FLAC Compression Levels with FFmpeg

In order to convert music in the lossless FLAC format, we can use the flac command or the ffmpeg command.

One confusing thing is, the flac uses libFLAC while ffmpeg, to the best of my understanding, uses Libav. The former has compression levels defined from 0 to 8. 1 The latter has them set from 0 to 12.

The main difference is the way the encoder determines how many predictors to use. ffmpeg levels 8, 9 and 10 is roughly equivalent to the -e option of flac.

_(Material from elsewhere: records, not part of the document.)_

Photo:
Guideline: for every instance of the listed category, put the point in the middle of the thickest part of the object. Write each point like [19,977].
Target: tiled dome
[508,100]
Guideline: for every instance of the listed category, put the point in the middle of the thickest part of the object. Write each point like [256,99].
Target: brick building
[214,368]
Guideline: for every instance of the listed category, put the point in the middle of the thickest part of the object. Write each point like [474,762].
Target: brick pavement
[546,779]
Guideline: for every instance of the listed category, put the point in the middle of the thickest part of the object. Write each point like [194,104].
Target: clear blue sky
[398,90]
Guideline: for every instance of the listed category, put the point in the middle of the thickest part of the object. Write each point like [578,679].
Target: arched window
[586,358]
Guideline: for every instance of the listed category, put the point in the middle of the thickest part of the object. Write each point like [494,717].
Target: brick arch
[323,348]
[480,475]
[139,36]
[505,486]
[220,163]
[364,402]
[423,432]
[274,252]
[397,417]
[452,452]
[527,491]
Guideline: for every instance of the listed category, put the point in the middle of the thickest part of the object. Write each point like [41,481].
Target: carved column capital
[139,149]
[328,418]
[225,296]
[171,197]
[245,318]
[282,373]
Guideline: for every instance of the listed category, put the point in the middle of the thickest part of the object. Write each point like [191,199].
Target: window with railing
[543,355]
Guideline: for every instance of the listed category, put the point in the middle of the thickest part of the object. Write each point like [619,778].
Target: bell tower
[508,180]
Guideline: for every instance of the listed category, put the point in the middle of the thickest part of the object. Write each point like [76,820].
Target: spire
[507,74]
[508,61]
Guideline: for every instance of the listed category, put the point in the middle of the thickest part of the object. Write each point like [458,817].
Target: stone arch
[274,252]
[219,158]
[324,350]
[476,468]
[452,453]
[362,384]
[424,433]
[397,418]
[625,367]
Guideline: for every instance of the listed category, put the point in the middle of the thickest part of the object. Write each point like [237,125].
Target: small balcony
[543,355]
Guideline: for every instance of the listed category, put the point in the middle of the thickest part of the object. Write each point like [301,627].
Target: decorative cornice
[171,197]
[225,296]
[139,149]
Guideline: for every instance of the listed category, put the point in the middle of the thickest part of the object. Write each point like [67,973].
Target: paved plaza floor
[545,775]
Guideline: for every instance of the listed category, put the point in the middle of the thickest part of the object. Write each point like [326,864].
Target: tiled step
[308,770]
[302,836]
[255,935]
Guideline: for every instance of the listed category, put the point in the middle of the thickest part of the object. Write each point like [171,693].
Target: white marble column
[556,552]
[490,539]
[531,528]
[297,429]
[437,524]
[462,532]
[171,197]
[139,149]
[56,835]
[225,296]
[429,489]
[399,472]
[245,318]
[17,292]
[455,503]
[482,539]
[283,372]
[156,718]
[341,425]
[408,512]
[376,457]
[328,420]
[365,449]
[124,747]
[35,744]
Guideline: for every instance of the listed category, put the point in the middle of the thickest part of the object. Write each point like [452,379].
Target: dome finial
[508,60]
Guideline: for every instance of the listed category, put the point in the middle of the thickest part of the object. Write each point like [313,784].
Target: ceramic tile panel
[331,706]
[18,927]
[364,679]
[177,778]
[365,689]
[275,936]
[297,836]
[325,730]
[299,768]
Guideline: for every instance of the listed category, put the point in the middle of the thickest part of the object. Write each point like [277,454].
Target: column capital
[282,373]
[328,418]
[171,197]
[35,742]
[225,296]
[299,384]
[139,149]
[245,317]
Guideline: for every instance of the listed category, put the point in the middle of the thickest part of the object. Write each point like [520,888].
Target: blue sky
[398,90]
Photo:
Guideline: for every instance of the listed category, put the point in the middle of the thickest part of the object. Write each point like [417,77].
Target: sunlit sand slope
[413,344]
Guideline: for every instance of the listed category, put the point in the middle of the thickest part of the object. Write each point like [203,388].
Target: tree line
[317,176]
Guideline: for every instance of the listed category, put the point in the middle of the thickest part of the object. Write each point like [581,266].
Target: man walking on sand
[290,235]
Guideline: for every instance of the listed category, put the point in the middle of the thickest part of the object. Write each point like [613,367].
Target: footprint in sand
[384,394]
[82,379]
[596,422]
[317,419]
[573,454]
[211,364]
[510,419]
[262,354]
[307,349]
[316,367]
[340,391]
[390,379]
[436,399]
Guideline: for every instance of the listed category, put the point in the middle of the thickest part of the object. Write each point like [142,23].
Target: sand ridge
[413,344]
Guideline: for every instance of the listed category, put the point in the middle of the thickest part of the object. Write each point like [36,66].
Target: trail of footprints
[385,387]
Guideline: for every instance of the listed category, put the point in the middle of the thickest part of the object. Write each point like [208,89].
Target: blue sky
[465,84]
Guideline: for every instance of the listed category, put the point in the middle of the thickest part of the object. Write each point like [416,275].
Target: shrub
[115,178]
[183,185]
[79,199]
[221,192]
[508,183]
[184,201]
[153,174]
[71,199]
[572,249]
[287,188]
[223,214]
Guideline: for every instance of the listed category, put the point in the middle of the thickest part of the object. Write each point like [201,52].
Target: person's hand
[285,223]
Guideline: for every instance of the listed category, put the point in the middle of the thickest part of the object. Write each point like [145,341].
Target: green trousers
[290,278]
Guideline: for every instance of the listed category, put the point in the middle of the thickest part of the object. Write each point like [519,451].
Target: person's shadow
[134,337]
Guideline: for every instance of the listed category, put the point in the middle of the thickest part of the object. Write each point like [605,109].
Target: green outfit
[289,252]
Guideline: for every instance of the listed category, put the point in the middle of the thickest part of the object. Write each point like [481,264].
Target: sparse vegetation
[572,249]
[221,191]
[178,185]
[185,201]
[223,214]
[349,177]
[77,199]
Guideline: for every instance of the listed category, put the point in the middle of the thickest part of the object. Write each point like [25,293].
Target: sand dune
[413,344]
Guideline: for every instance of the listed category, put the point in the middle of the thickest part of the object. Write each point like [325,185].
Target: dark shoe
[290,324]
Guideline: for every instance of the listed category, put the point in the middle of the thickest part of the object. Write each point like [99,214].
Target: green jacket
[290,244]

However, some caution must be taken with level 11 and 12. While there is nothing wrong with them, they increase the number of predictors form 12 to 32. That means better prediction of the signal but also slower decoding. The FLAC format permits this but an arbitrary limits of 12 predictors have been chosen by the developers. This is what we call the “FLAC subset”. Above are “non-subset” and a lot of hardware players potentially won’t be able to play files using this level. 2

As of this writing, for best compression and maximum compatibility settings, one needs to use the level 10 of ffmpeg:

ffmpeg -i input.wav -c:a flac -compression_level 10 output.flac

Source

Footnotes
1.
Actually, levels are presets of various combination of “real” compression settings and have been arbitrarily set from 0 to 8 by the creators of FLAC. While not likely, this could change in the future.